Actionable Nuggets for SCI (2nd ed., 2013)
Refer spinal cord injured patients with persistent constipation to a specialist with experience with spinal cord injury or neurogenic bowel.
An estimated 39-58% of patients with spinal cord injury (SCI) suffer from constipation. Unlike in the general elderly population, increased dietary fibre and fluids does not uniformly improve constipation in individuals with a neurogenic bowel. It may in fact exacerbate bowel problems by increasing overall transit time and the probability of both bowel and bladder incontinence.
Evidence-based Best Practice:
Bowel management in SCI is aimed at maximizing independence, maintaining social continence, and increasing efficiency and satisfactory results (see Nugget #8). Studies have shown that dietary fibre does not have the same effect on bowel function in individuals with SCI as in those whose bowels function normally. A recommendation of 15-18 gms. of fibre per day is a general rule. Fluid intake must also be monitored to take into account the manner and frequency of bladder emptying, since neurogenic bowel and bladder often occur coincidentally.
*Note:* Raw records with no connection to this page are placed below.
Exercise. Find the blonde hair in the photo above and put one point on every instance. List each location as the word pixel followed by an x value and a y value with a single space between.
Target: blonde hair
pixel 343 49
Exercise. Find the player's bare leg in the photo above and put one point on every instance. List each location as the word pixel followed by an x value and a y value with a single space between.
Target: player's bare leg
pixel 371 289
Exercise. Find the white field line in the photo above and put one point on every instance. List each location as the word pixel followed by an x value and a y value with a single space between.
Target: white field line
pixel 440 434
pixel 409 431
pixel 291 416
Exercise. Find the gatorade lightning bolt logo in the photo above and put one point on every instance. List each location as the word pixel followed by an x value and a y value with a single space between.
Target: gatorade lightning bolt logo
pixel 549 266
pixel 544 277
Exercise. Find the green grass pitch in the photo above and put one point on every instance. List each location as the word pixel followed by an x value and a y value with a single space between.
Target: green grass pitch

A diary of intake (diet and fluid) and output (urine and stool) may provide useful information for monitoring in primary care.
For those with an Upper Motor Neuron lesion (UMN; above T12), diet and fluid management is usually aimed at producing softer stools, whereas for those with a Lower Motor Neuron lesion (LMN; T12 or lower), slightly firmer stool is preferred to avoid incontinence. The Bristol Stool Scale describes seven types of stool:
- Type 1: Separate hard lumps, like nuts (hard to pass)
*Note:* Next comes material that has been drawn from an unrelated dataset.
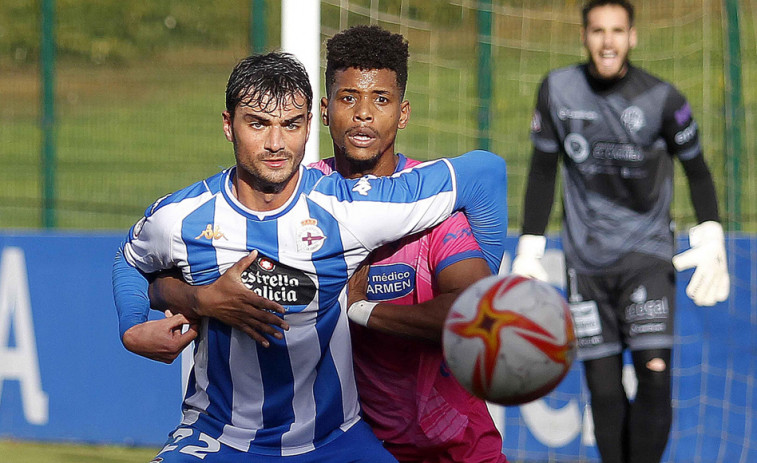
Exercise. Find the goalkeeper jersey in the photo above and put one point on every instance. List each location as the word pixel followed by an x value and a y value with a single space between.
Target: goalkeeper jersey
pixel 299 393
pixel 617 140
pixel 406 391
- Type 2: Sausage-shaped, but lumpy
- Type 3: Like a sausage but with cracks on its surface
- Type 4: Like a sausage or snake, smooth and soft
- Type 5: Soft blobs with clear cut edges (passed easily)
- Type 6: Fluffy pieces with ragged edges, a mushy stool
- Type 7: Watery, no solid pieces. Entirely liquid
Types 3 and 4 are ideal, as they are easy to defecate without containing any excess liquid.